Sorry, I can't be of any help, but subbed to see what you find out.


----------



## BamBamm5144 (Jul 12, 2008)

I use them... everything has been fine.

Of course people who would get denied a credit card or anything else get denied for this. Basically, if people are worried about how they are going to pay or get the money for the job, they will get turned down. So far this week I am 1 of 2 for approval.

It is a basic 12 month, no interest no payment loan. No prepayment penalties. Make sure it is paid off before one year otherwise you get a nice whooping 17.83% interest rate.

Costs nearly $500 to get started but it will eventually help pay for itself and it does add some legitimacy.


----------



## J L (Nov 16, 2009)

We've been set up with them for almost a year now and have yet to have a single client interested in it, and we tell all of our clients about it. Can't offer much input beyond that.


----------



## curapa (Oct 8, 2007)

BamBamm5144 said:


> I use them... everything has been fine.
> 
> Of course people who would get denied a credit card or anything else get denied for this. Basically, if people are worried about how they are going to pay or get the money for the job, they will get turned down. So far this week I am 1 of 2 for approval.
> 
> ...


How does the system work? Do you just call in their social for approval or is there an online credit application? What does the $500 cover, just putting yourself in their system?


----------



## J L (Nov 16, 2009)

They take your proposal, dealer ID, promotion code, and they call the bank directly. Takes around 10 minutes.

There's 2 different types of offers - one single payment upon completion or 50% down, 50% upon completion.


----------



## curapa (Oct 8, 2007)

RemodelGA said:


> They take your proposal, dealer ID, promotion code, and they call the bank directly. Takes around 10 minutes.
> 
> There's 2 different types of offers - one single payment upon completion or 50% down, 50% upon completion.


 
So the $500 start up fee just puts you in their system? To make sure I understand, the offers you mentioned are 

1. When I finish the job I am paid in full for the entire job

2. I get a down payment of 50% and receive the other 50% when I am finished.
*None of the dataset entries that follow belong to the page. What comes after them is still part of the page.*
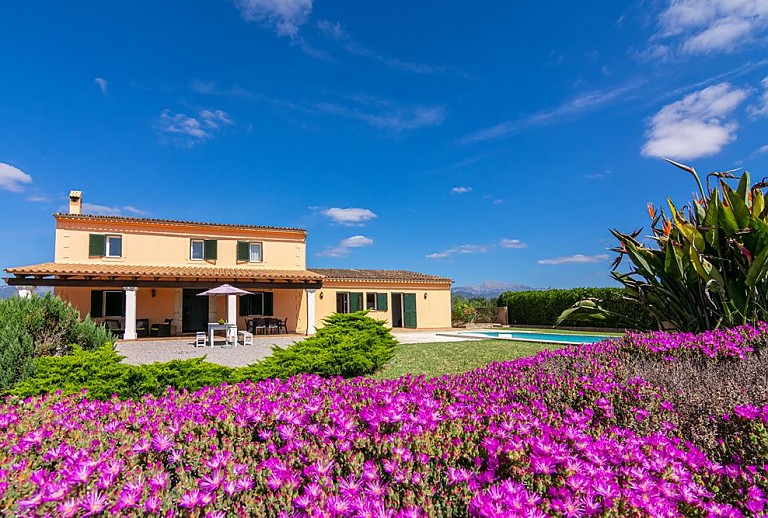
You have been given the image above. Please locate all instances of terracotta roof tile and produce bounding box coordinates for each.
[5,263,324,281]
[308,268,452,284]
[54,213,306,234]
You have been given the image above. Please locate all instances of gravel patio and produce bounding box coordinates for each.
[115,330,476,368]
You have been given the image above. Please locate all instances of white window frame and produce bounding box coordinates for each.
[105,235,122,258]
[366,292,378,311]
[190,239,204,261]
[249,242,263,263]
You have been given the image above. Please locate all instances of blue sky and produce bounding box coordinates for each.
[1,1,768,289]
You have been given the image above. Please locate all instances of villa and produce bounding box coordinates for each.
[3,191,452,339]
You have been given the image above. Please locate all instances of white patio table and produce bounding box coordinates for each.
[207,323,237,347]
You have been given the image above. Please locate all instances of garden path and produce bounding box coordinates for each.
[116,330,478,368]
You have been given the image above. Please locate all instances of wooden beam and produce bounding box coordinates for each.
[3,277,323,290]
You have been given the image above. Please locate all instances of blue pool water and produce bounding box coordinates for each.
[458,331,614,344]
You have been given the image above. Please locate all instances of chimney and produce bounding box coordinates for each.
[69,190,82,215]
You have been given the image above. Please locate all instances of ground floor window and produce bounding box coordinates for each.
[366,292,389,311]
[239,292,273,316]
[90,290,125,318]
[336,292,363,313]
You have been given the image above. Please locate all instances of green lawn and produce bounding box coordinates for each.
[371,339,561,380]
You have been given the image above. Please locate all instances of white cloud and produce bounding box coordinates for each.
[122,205,150,216]
[25,195,48,203]
[499,238,527,249]
[82,203,123,216]
[756,144,768,154]
[425,244,492,259]
[748,76,768,118]
[641,83,748,160]
[0,163,32,192]
[233,0,312,37]
[316,19,447,75]
[79,203,149,217]
[461,80,644,143]
[426,243,491,259]
[655,0,768,55]
[427,238,529,259]
[157,109,234,147]
[451,186,472,194]
[538,254,610,265]
[317,235,373,257]
[94,77,108,95]
[322,207,377,226]
[315,99,445,132]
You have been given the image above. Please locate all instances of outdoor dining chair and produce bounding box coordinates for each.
[225,325,238,347]
[103,319,124,338]
[266,318,280,334]
[251,318,266,335]
[195,332,207,348]
[239,330,253,346]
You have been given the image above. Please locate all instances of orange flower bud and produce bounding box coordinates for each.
[647,203,656,220]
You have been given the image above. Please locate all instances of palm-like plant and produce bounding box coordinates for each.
[558,160,768,332]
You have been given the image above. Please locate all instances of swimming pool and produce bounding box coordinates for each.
[450,330,615,344]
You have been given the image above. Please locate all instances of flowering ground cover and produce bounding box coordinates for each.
[2,324,768,516]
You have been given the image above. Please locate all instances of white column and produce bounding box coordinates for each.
[306,289,317,335]
[123,287,138,340]
[16,286,36,298]
[227,294,237,325]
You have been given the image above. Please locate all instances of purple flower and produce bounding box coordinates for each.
[80,490,110,516]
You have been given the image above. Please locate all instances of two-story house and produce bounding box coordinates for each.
[4,191,452,339]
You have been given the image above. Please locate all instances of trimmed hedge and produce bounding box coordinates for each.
[234,311,397,382]
[9,344,235,400]
[8,311,397,400]
[497,288,657,329]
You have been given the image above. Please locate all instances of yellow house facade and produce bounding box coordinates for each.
[4,191,452,339]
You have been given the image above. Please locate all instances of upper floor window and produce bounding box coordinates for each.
[105,235,122,258]
[237,241,263,263]
[191,239,217,261]
[89,234,122,258]
[190,240,204,260]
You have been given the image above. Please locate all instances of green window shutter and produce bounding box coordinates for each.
[403,293,417,328]
[90,290,103,318]
[237,241,249,262]
[350,292,363,312]
[89,234,106,256]
[264,292,274,316]
[204,240,218,261]
[239,294,252,316]
[377,293,388,311]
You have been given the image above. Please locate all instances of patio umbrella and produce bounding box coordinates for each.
[197,284,251,325]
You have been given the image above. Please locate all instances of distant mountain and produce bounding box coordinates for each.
[0,285,52,299]
[0,285,17,299]
[452,281,537,300]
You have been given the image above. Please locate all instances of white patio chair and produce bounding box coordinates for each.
[195,332,207,348]
[239,330,253,346]
[225,325,238,347]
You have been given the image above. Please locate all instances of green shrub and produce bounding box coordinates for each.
[497,288,655,329]
[10,343,127,399]
[235,311,397,382]
[8,311,395,399]
[9,343,234,400]
[0,293,113,390]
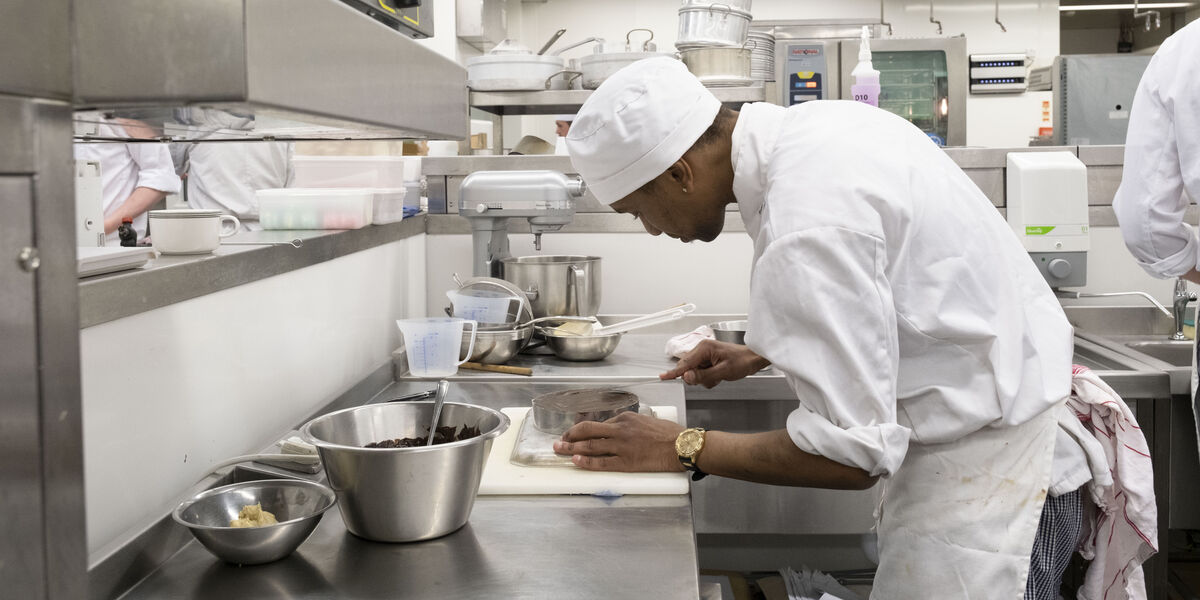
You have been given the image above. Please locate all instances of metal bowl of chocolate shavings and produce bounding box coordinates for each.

What kind of requirements do they have to get setup with them?


----------



## J L (Nov 16, 2009)

We were sponsored in by one of our suppliers, so I don't know anything about the initiation fee. But otherwise what you listed is correct. The offer is from $1000 to $45000. Getting paid is just a simple form that the HO signs off on and you fax in to them.

Getting set up with them is very similar to setting up a credit account at a supplier.


----------



## KB Carolinaitco (Sep 2, 2010)

Is anyone aware of any financing options for borrowers with "less than perfect" credit?


----------



## olligator (Nov 23, 2007)

For less than perfect credit:
- down payment to cover all materials (as much as practical)
- finance no more than 6~12 months max @3.5%
- late payments are dealt with by vinny and his italian friends in the collections department

Just kidding on the collections department, but that is what I offer in house. The few people that have asked me about financing have the cash flow but not the lump sums for progress payments. Financing or otherwise, if there's signs that I'm going to have trouble getting paid then I don't need that job when my phones ringing every day.


----------



## KB Carolinaitco (Sep 2, 2010)

Just to clarify, I wasn't looking to finance the sales myself. Looking for a sub-prime lender to sell the paper to. Similar to GE Money, EnerBank, Etc...


----------



## J L (Nov 16, 2009)

olligator said:


> For less than perfect credit:
> - down payment to cover all materials (as much as practical)
> - finance no more than 6~12 months max @3.5%
> - late payments are dealt with by vinny and his italian friends in the collections department
> ...


Do you get many takers on that?


----------